【感想】ふしぎ荘で夕食を~幽霊、ときどき、カレーライス~(村谷由香里)
出来たての料理は、どれだけ簡易なものでも結構美味しくなる。
それが、自分が自炊生活を始めたときにまず驚いたことでした。
だったら朝食と夕食は全部手作りといきたいところだけど、時間も取れないし、料理すること自体にそこまで情熱を注げない。
結果としてスーパーのお惣菜やレトルト食品が増えてきて、電子レンジで温めて済ませてしまう。添加物とか気になるけれど、仕方無しと目をつぶる。

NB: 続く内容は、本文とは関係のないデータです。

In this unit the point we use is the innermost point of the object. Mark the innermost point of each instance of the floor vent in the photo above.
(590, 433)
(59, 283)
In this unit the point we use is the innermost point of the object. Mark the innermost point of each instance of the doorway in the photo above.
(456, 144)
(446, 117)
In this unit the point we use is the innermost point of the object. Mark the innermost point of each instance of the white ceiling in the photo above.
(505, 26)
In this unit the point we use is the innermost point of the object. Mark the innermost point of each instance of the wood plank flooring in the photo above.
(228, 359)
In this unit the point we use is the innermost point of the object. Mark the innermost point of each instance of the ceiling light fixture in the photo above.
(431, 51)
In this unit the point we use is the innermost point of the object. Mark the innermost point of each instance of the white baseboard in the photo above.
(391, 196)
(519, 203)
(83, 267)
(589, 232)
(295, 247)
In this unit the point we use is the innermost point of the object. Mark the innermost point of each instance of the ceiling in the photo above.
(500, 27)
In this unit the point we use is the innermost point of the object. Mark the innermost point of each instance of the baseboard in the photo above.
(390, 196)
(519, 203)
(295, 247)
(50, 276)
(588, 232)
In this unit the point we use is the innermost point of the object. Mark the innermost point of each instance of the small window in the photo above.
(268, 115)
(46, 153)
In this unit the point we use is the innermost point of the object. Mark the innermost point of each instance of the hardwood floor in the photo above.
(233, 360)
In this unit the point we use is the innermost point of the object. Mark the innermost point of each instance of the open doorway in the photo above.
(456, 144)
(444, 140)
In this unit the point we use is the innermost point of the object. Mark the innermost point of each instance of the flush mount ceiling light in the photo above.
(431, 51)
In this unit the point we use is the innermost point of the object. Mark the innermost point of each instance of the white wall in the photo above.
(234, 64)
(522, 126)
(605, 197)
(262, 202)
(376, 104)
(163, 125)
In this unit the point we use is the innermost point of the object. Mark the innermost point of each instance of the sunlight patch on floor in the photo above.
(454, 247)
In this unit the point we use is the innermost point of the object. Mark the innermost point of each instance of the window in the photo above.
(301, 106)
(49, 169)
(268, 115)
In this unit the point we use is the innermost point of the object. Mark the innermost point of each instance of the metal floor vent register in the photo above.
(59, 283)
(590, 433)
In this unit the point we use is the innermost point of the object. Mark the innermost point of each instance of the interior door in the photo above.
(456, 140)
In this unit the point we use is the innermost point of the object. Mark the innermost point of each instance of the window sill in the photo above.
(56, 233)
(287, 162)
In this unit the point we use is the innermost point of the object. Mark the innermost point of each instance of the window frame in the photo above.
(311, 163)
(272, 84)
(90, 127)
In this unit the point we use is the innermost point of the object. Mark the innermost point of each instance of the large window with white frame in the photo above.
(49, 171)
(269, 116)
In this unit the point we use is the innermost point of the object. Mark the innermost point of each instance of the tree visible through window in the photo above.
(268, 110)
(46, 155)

時々口にする手作りの料理は、かなり美味しく感じられる。そこに掛けられる手間暇を思うとなおさらです。
柔らかさも、頬張るのにちょうどよい大きさも、食べやすくするための工夫です。
だから、手の込んだ料理はどれも優しいといえるのでしょうね。
さて、『ふしぎ荘で夕食を ~幽霊、ときどき、カレーライス~』
とても優しい話でした。
タイトルにもあるとおり夕食、料理がメインになってくるわけだけど、どの料理も自分のためではなくて、誰かのために、誰かと一緒になって食べることを目指して作られている。温かい気持ちになりました。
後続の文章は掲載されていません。